When a shaft of a fan motor used as a blower of an on-vehicle air conditioner rotates, various vibrations are produced due to a structure of the fan motor. A multiple number of excitation components occurs per rotation of the motor in response to the number of magnet poles and the number of slots of stator core of the motor. These excitation components include torque ripple and cogging torque. In the fan motor, the excitation components are transmitted via the shaft to the fan mounted to the shaft. The fan receives reaction force, produced by the reaction to the force given to the air during the rotation of the fan. This reaction force received by the fan travels via a fan fixing section to the shaft, the motor, and a housing of the air conditioner. The on-vehicle air conditioner is formed of many mechanical components including the housing, motor, and fan. Since a large number of mechanical components is assembled into the on-vehicle air conditioner, which resonates with a given frequency (hereinafter this resonance is referred to as structural resonance). When the vibration caused by the excitation components resonates with the structural resonance caused by assembling the large number of mechanical components, a noise having a peak at a given frequency is produced.
Preventive measures against transmission of the vibration have been proposed. One of the proposals is this: An attenuation member made of viscous material is disposed in order to prevent the vibration caused by a motor from traveling via a shaft to a fan. For instance, refer to Patent Literature 1, which discloses that use of a thin attenuation member prevents itself from being deformed by compressive stress when the fan is screwed to the shaft.

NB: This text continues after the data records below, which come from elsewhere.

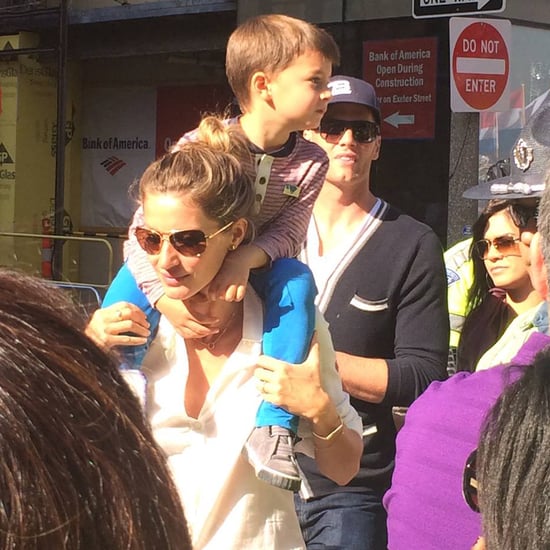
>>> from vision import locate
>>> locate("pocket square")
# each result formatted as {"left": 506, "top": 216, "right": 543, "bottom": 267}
{"left": 350, "top": 295, "right": 389, "bottom": 312}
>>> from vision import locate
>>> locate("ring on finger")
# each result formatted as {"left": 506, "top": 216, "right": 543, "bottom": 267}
{"left": 116, "top": 309, "right": 123, "bottom": 320}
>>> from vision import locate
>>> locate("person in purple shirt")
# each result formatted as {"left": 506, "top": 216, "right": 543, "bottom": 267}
{"left": 384, "top": 98, "right": 550, "bottom": 550}
{"left": 383, "top": 330, "right": 548, "bottom": 549}
{"left": 472, "top": 344, "right": 550, "bottom": 549}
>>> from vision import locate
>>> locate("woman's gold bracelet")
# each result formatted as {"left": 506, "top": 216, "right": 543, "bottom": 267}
{"left": 312, "top": 419, "right": 344, "bottom": 441}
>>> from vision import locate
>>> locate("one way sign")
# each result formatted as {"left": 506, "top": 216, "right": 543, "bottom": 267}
{"left": 412, "top": 0, "right": 505, "bottom": 19}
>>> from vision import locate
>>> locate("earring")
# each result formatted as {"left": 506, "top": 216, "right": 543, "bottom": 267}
{"left": 228, "top": 244, "right": 237, "bottom": 251}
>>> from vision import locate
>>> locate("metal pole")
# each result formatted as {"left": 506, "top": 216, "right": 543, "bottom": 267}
{"left": 53, "top": 0, "right": 68, "bottom": 280}
{"left": 0, "top": 232, "right": 116, "bottom": 288}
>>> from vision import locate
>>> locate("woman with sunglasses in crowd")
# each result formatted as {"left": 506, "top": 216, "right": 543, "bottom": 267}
{"left": 86, "top": 116, "right": 362, "bottom": 550}
{"left": 456, "top": 199, "right": 543, "bottom": 372}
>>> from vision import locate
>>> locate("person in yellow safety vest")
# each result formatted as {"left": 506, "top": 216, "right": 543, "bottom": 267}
{"left": 445, "top": 237, "right": 474, "bottom": 349}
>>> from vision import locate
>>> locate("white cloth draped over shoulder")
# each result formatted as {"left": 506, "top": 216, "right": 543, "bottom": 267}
{"left": 125, "top": 286, "right": 361, "bottom": 550}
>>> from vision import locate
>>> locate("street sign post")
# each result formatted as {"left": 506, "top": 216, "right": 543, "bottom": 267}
{"left": 449, "top": 17, "right": 511, "bottom": 112}
{"left": 413, "top": 0, "right": 505, "bottom": 19}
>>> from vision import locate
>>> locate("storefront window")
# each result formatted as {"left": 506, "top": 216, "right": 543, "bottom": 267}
{"left": 479, "top": 25, "right": 550, "bottom": 181}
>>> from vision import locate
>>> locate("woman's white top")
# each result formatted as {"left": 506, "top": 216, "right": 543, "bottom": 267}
{"left": 129, "top": 287, "right": 362, "bottom": 550}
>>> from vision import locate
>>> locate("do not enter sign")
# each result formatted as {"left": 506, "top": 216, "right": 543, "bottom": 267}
{"left": 450, "top": 17, "right": 511, "bottom": 112}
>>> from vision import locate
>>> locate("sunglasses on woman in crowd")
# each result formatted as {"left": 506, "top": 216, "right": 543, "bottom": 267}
{"left": 135, "top": 221, "right": 233, "bottom": 257}
{"left": 319, "top": 119, "right": 380, "bottom": 144}
{"left": 473, "top": 234, "right": 522, "bottom": 261}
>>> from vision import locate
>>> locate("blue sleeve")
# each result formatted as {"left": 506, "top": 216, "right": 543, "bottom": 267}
{"left": 250, "top": 258, "right": 317, "bottom": 363}
{"left": 250, "top": 258, "right": 317, "bottom": 431}
{"left": 103, "top": 262, "right": 161, "bottom": 368}
{"left": 103, "top": 263, "right": 156, "bottom": 316}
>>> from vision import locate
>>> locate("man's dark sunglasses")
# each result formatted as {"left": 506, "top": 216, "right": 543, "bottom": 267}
{"left": 319, "top": 119, "right": 380, "bottom": 144}
{"left": 135, "top": 221, "right": 233, "bottom": 257}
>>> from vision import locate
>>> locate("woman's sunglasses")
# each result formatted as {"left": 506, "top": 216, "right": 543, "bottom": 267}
{"left": 135, "top": 221, "right": 233, "bottom": 257}
{"left": 473, "top": 234, "right": 521, "bottom": 260}
{"left": 462, "top": 448, "right": 480, "bottom": 513}
{"left": 319, "top": 119, "right": 380, "bottom": 144}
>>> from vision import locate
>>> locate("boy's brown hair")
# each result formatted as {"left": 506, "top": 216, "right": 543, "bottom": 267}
{"left": 140, "top": 115, "right": 257, "bottom": 232}
{"left": 226, "top": 14, "right": 340, "bottom": 111}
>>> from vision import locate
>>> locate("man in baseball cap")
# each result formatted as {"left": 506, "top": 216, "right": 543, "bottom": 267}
{"left": 327, "top": 75, "right": 381, "bottom": 124}
{"left": 294, "top": 75, "right": 449, "bottom": 549}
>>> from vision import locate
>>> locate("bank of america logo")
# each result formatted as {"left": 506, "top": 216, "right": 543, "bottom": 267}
{"left": 100, "top": 156, "right": 126, "bottom": 175}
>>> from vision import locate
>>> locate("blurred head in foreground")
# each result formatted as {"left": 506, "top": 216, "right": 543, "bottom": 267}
{"left": 0, "top": 269, "right": 190, "bottom": 549}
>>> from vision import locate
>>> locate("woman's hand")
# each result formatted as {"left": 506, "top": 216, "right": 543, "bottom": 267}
{"left": 86, "top": 302, "right": 150, "bottom": 348}
{"left": 253, "top": 335, "right": 331, "bottom": 421}
{"left": 254, "top": 334, "right": 362, "bottom": 485}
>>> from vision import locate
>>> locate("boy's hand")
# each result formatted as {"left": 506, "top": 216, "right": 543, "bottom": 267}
{"left": 156, "top": 295, "right": 219, "bottom": 339}
{"left": 207, "top": 244, "right": 270, "bottom": 302}
{"left": 207, "top": 252, "right": 251, "bottom": 302}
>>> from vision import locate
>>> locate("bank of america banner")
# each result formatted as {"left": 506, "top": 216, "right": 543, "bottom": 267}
{"left": 80, "top": 87, "right": 156, "bottom": 229}
{"left": 81, "top": 84, "right": 232, "bottom": 230}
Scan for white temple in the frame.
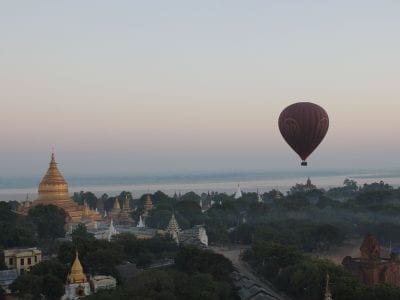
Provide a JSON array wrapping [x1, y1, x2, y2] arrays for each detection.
[[234, 184, 243, 199], [137, 215, 145, 228], [166, 213, 181, 244], [107, 218, 118, 241]]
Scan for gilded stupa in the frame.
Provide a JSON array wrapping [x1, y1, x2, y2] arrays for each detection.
[[67, 251, 87, 284], [64, 250, 91, 299], [32, 153, 83, 223]]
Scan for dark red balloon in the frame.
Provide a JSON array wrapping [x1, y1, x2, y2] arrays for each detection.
[[278, 102, 329, 165]]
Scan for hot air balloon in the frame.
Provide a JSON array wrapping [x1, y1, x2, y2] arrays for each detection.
[[278, 102, 329, 166]]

However, use of a conventional fan motor in an on-vehicle air conditioner encounters the following problems: Fan motors to be used in a variety of applications are formed by combining various motors with various housings. An elastic member (conventionally it is referred to as attenuation member) having a given thickness should be used for lowering a peak of noises depending on an application of the fan motor. In such a case, Patent Literature 1 teaches that the elastic member having the given thickness cannot prevent itself from being deformed by the compressive stress, or cannot prevent the vibration caused by the motor from traveling via the shaft to the fan.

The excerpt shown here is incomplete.